By AI algorithm progress, I assume you mean something like the Hernandez progress law?
It’s worth pointing out that the Hernandez experience curve is still pretty slow compared to the GPU vs GPU gap. A GPU is like 20x better, and Hernandez is a halving of cost every 16 months due to hardware+software improvement; even at face-value, you’d need at least 5 halvings to catch up, taking at least half a decade. Worse, ‘hardware’ here means ‘GPU’, of course, so Hernandez is an overestimate of a hypothetical ‘CPU’ curve, so you’re talking more like decades. Actually, it’s worse than that, because ‘software’ here means ‘all of the accelerated R&D enabled by GPUs being so awesome and letting us try out lots of things by trial-and-error’; experience curves are actually caused by the number of cumulative ‘units’, and not by mere passage of time (progress doesn’t just drop out of the sky, people have to do stuff), so if you slow down the number of NNs which can be trained (because you can only use 20x worse CPUs), it takes far longer to train twice as many NNs as trained cumulatively to date. (And if the CPUs are being improved to train NNs, then you might have a synergistic slowdown on top of that because you don’t know what to optimize your new CPUs for when the old CPUs are still sluggishly cranking along running your experimental NNs.) So, even with zero interference or regulation other than not being able to use GPUs, progress will slam abruptly to a crawl compared to what you’re used to now. (One reason I think Chinese DL may be badly handicapped as time passes: they can windowshop Western DL on Arxiv, certainly, which can be useful, but not gain the necessary tacit practical knowledge to exploit it fully or do anything novel & important.)

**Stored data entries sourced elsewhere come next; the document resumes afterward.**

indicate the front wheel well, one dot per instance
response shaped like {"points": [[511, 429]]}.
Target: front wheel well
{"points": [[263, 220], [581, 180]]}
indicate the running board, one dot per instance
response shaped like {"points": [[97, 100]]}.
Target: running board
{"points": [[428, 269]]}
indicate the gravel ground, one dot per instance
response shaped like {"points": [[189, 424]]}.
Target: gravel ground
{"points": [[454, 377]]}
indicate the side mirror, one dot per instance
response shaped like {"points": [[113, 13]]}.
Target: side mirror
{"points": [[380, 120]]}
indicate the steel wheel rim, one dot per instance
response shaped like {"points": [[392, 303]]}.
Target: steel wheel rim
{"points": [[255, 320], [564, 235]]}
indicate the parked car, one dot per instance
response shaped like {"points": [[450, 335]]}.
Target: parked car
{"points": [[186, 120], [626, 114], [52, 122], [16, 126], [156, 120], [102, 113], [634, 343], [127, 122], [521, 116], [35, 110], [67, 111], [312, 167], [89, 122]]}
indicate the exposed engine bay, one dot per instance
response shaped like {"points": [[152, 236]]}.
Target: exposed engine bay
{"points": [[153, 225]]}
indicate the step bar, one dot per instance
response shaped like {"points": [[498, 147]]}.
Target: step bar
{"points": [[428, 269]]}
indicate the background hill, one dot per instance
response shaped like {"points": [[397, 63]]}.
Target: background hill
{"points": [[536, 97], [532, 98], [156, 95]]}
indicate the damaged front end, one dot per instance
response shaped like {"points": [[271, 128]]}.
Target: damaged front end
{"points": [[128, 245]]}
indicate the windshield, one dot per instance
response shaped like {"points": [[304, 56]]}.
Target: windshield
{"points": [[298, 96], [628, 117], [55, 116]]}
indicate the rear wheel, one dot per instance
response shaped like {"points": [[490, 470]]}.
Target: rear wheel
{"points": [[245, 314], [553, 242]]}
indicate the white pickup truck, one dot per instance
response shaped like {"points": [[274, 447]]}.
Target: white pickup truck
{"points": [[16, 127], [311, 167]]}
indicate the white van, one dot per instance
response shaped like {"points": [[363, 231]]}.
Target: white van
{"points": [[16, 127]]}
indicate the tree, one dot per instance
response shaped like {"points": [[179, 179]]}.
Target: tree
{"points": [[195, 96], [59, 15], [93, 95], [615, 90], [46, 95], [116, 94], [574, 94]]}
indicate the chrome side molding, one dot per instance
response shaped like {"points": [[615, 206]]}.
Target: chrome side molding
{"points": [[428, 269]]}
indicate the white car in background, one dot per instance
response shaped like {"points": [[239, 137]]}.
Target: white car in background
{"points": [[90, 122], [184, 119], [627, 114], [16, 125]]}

Finally, it may be halving up to now, but there is presumably (just like DL scaling laws) some ‘irreducible loss’ or asymptote. After all, no matter how many pickup trucks Ford manufactures, you don’t expect the cost of a truck to hit $1; no matter how clever people are, presumably there’s always going to be some minimum number of computations it takes to train a good ImageNet classifier. It may be that while progress never technically stops, it simply asymptotes at a cost so high that no one will ever try to pay it. Who’s going to pay for the chip fabs, which double in cost every generation? Who’s going to risk paying for the chip fabs, for that matter? It’s a discrete thing, and the ratchet may just stop turning. (This is also a problem for the experience curve itself: you might just hit a point where no one makes another unit, because they don’t want to, or they are copying previously-trained models. No additional units, no progress along the experience curve. And then you have ‘bitrot’… Technologies can be uninvented if no one no longer knows how to make them.)

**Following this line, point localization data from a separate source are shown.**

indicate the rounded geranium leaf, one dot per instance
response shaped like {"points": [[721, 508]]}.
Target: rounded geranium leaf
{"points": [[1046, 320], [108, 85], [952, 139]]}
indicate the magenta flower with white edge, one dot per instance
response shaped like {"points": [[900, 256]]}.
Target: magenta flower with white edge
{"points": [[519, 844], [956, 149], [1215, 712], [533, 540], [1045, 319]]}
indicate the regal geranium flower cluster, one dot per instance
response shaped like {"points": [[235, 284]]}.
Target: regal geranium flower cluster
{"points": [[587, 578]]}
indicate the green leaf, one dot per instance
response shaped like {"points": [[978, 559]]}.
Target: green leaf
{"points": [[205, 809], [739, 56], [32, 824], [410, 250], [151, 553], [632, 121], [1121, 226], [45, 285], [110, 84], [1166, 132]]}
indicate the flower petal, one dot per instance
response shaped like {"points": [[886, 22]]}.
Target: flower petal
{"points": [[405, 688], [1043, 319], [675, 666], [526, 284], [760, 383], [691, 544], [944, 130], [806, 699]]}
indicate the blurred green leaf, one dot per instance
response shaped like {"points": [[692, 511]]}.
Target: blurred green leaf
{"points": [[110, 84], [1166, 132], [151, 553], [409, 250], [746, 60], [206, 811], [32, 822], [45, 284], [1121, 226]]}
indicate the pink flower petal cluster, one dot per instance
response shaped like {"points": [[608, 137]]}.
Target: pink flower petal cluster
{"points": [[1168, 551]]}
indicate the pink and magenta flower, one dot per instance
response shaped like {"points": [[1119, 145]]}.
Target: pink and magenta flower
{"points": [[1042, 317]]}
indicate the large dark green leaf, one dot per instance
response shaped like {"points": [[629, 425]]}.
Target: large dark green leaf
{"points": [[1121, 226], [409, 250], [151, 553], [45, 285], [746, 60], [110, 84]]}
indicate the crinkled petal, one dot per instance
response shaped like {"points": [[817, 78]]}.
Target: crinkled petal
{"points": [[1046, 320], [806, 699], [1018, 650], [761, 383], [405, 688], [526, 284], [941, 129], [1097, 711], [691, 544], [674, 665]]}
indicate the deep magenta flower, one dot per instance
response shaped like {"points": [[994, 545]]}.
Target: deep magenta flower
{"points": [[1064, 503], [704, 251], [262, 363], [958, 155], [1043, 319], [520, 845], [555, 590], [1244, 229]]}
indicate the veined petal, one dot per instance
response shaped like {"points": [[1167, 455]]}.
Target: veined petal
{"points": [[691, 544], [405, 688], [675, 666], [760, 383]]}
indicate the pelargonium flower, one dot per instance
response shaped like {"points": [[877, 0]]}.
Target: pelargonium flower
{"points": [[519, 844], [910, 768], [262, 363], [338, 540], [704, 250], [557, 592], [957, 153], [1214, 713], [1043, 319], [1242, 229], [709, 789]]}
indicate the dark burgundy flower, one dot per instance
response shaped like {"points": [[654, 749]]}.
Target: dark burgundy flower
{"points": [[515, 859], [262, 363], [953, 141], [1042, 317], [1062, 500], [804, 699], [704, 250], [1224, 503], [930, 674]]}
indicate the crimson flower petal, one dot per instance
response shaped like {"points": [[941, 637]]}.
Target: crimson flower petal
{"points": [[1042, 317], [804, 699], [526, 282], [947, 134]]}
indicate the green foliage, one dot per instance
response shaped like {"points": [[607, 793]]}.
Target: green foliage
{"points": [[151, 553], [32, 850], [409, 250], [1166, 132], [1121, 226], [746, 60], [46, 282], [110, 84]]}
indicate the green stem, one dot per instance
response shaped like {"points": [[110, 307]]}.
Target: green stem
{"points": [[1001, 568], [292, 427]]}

I don’t think that works. (Not immediately finding anything in that PDF about training small models up to large in a purely sparse/CPU-friendly manner.) And every time you increase, you’re back in the dense regime where GPUs win. (Note that even MoEs are basically just ways to orchestrate a bunch of dense models, ideally one per node.) What you need is some really fine-grained sparsity with complex control flow and many many zeros where CPUs can compete with GPUs. I don’t deny that there is probably some way to train models this way, but past efforts have not been successful and it’s not looking good for the foreseeable future either. Dense models, like vanilla Transformers, turn out to be really good at making GPUs-go-brrrr and that turns out to usually be the most important property of an arch.